Afterwards, to further validate the generalization capability of the DPMD model, the mechanical properties of the K-A-S-H system are calculated. The DPMD potential is obtained through transfer learning from the N-A-S-H model, in order to examine its applicability in a different cationic environment, as summarized in Table 2.59–62 The density of the K-A-S-H system predicted by DPMD is 2.33 ± 0.03 g cm−3, which lies within the experimental range of 2.23 ± 0.11 g cm−3, whereas the value obtained from ClayFF (2.60 ± 0.07 g cm−3) is noticeably overestimated.
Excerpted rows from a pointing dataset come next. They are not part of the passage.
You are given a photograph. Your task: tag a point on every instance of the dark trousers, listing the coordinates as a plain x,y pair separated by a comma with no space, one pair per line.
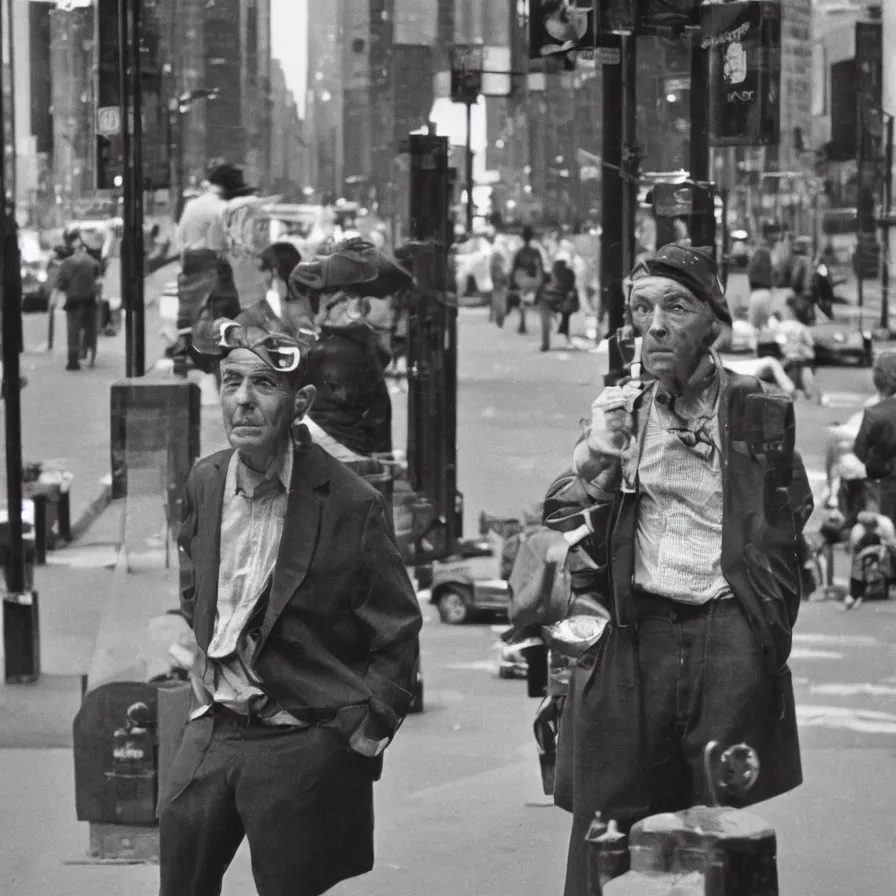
702,679
81,326
301,797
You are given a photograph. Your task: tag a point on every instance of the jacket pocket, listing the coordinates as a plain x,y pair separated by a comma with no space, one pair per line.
771,602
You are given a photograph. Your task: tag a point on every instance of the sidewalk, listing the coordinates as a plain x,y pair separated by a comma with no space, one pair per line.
65,416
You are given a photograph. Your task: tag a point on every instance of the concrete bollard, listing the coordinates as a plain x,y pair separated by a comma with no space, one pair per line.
703,851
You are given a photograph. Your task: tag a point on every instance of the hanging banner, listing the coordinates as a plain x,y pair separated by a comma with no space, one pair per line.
416,22
356,44
561,29
744,44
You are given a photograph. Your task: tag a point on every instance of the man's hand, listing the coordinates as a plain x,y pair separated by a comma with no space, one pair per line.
598,458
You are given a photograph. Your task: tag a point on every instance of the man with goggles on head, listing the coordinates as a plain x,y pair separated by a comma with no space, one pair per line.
306,627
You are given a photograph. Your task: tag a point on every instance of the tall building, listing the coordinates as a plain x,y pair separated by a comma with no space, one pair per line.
323,105
71,64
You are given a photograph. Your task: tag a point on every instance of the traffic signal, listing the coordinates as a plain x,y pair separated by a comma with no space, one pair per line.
109,144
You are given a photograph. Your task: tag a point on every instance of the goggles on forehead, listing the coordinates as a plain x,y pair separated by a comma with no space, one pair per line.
280,352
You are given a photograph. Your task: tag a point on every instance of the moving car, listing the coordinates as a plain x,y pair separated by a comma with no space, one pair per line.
35,261
464,589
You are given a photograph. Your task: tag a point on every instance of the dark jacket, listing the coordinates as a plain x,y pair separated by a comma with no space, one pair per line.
339,637
759,561
78,278
876,448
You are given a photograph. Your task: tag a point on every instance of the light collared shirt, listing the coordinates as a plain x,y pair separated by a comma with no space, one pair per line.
678,541
202,224
252,519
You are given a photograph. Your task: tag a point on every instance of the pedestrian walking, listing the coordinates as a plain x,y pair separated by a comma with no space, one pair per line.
761,278
695,541
557,296
78,279
307,641
527,274
875,444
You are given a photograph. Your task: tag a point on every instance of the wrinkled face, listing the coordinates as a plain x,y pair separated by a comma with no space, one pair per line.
258,404
676,326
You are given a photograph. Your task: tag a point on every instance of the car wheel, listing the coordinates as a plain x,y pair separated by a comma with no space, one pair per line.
453,608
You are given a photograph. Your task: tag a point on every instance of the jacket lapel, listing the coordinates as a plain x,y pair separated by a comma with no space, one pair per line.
301,530
207,591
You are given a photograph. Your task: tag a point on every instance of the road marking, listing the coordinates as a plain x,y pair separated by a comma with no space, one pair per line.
864,689
84,558
475,666
811,653
845,399
841,640
862,721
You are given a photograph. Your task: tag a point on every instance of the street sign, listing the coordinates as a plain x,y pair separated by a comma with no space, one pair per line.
466,74
108,120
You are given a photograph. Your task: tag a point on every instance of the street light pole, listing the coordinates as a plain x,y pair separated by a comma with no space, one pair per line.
469,164
887,211
20,635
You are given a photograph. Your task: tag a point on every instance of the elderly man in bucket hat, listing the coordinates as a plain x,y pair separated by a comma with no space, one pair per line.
306,630
696,498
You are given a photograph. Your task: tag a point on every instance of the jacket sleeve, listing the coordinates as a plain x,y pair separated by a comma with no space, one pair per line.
185,535
390,615
799,495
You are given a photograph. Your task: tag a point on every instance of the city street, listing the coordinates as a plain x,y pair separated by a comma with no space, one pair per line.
459,808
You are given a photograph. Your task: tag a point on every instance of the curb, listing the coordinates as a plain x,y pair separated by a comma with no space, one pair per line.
92,512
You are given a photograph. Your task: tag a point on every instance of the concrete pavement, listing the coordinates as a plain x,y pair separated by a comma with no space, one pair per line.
459,810
65,415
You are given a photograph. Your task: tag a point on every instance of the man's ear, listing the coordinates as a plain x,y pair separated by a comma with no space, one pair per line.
304,401
715,330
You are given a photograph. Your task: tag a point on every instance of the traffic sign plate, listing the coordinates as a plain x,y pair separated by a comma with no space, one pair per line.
108,120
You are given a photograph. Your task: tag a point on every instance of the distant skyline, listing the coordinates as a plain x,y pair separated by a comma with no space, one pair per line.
289,44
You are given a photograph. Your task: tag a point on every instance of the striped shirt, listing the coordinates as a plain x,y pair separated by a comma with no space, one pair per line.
252,519
678,542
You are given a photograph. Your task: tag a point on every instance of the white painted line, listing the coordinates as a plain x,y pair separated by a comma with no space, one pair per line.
810,653
862,721
841,640
863,689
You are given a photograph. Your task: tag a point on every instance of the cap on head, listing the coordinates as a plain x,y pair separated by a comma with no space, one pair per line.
693,268
281,258
884,373
229,180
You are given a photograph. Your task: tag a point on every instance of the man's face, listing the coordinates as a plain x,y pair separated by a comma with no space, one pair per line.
258,404
676,326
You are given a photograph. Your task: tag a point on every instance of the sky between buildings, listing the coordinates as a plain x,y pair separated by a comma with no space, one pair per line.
289,43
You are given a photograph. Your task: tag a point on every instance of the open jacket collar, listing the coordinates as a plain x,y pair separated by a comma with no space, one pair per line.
301,527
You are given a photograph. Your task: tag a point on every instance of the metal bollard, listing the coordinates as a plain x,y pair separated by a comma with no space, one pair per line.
40,529
608,854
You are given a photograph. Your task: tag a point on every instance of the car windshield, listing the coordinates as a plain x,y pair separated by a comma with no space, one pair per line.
29,246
The bulk modulus, Young's modulus, and shear modulus measured by DPMD are 29.32 ± 2.47 GPa, 31.80 ± 2.70 GPa, and 12.05 ± 1.09 GPa, respectively, which are notably below the respective values from ClayFF (51.90 ± 6.07 GPa, 61.20 ± 5.31 GPa, and 20.51 ± 2.55 GPa) and much closer to the experimentally reported range.59–62 It should be noted that the moduli predicted by DPMD are still slightly higher than experimental values, primarily because the simulated systems are typically idealized, dense, and defect-free, whereas real materials contain pores, microcracks, and heterogeneous water distributions that reduce macroscopic mechanical performance. In addition, experimental conditions such as curing methods and testing protocols can also influence the measured moduli. DPMD demonstrates high accuracy and physical reliability in the K-A-S-H system, thereby confirming the robustness and transferability of the proposed transfer learning strategy for modeling complex geopolymer systems. Compared with N-A-S-H, the lower stiffness of K-A-S-H can be structurally interpreted by its weaker cation-framework coupling, lower packing compactness, and larger free volume. The larger K+ ion induces a more weakly connected and more deformable network, which reduces resistance to elastic deformation and results in lower bulk, Young's, and shear moduli. In addition, the mechanical properties of both N-A-S-H and K-A-S-H at elevated temperatures (500–1000 K) are further evaluated, and the results reveal a clear temperature-dependent evolution governed by the competition between intermediate-temperature structural rearrangement and high-temperature thermal disorder; detailed data and analysis are provided in the SI.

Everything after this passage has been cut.